Not all the paintings are this happy. A 1974 still life shows a migrant worker’s “camp,” with lard, jugs, pots, butter, and a can of peas, looking as though they were quickly abandoned. Another shows a worker near a shack after a fire. These camps were permanent structures but not sturdy, and migrant workers stayed in them as they came through. Early versions made of wood with a tin or corrugated roof often caught fire, until laws required the housing be built from cinderblock. Workers might stay in these houses for six to eight weeks at a time. In Wash Day, a woman is outside one of these structures with her aluminum wash tubs as a child plays nearby.

Wash Day by Rex Goreleigh. (Invaluable.com)
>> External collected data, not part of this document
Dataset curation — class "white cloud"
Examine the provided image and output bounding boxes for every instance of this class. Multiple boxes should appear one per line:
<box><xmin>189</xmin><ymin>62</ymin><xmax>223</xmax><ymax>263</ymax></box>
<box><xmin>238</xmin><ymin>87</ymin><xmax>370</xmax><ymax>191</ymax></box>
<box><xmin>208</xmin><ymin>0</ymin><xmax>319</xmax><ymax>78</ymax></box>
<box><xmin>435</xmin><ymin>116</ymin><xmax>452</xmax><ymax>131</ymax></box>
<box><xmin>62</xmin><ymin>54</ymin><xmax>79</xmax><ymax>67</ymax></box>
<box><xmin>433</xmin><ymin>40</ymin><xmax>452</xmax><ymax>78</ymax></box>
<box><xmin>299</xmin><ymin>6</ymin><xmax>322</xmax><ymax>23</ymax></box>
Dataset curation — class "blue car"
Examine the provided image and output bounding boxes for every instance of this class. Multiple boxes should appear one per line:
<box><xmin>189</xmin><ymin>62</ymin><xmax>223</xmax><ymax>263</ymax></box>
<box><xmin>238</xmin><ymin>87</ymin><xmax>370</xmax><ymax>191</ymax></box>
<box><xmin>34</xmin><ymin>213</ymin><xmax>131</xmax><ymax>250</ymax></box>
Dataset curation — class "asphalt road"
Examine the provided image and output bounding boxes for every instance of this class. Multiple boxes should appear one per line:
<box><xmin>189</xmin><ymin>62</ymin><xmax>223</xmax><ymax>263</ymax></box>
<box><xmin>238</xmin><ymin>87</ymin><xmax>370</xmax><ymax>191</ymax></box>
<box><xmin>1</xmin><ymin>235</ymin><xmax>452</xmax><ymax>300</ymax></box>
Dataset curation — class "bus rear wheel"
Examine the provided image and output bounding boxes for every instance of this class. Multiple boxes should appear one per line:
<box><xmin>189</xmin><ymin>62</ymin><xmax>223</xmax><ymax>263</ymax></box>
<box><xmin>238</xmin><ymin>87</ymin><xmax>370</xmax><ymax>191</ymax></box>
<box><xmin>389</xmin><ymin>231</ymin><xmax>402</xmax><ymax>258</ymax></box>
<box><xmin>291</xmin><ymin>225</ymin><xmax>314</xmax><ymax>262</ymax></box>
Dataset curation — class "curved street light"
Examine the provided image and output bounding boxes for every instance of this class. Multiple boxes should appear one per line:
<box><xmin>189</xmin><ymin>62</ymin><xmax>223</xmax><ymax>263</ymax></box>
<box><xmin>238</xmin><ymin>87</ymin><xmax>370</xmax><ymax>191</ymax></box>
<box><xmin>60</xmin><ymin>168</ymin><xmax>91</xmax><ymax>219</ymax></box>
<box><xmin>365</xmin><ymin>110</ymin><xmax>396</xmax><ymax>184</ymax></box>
Goreleigh’s artwork documents both the everyday hard work and moments of joy experienced by African American farm workers and others throughout the late 20th century. In his Migrant Workers Series, Goreleigh captured both the daily toil and simple joys of these people, and helped to bring light on the difficult work and living conditions for migrant workers in central New Jersey.

The term migrant worker often conjures the image of an immigrant, but during the mid 20th century, many of the migrant workers who went from farm to farm were not immigrants at all, but African Americans.They would pack up and move to the next job, bringing their children.

Looking at the richly colored canvases, one comprehends how Goreleigh treasured his subject matter, enabling him to see the celebrations amid the difficult conditions in the 1950s through the 1970s.

Current view of Rex Goreleigh’s former home and studio on Canal Road. (Photo by Jeffrey E. Tryon)

Capturing The Human Condition

One painting that perhaps best conveys this mix is Afraid of Living, Scared of Dying. Painted in 1977, it depicts an older migrant worker who has gone off the farming circuit and settled in New Jersey. With close-cropped white hair, this slender, beautiful woman sits on a porch swing, awaiting what comes next.

After living in Princeton for 25 years, Goreleigh sold the Canal Road property to live in the senior complex at Spruce Circle. He died in a house fire there when he was 84. Some of his paintings were destroyed in the fire. Goreleigh and his wife Estelle are buried in the Princeton Cemetery; the couple had no children.

During Goreleigh’s lifetime his artwork was exhibited in museums in Paris and Helsinki, and in the Baltimore Art Museum and Studio Museum in Harlem. His work has been exhibited alongside that of Alma Thomas, Elizabeth Catlett, Beauford Delaney, Romare Bearden, Jacob Lawrence, and others. It lives on in the collection of Witherspoon Presbyterian Church, Nassau Presbyterian Church, the Arts Council of Princeton, the historical societies of Princeton and West Windsor, the New Jersey State Museum, and in many private collections.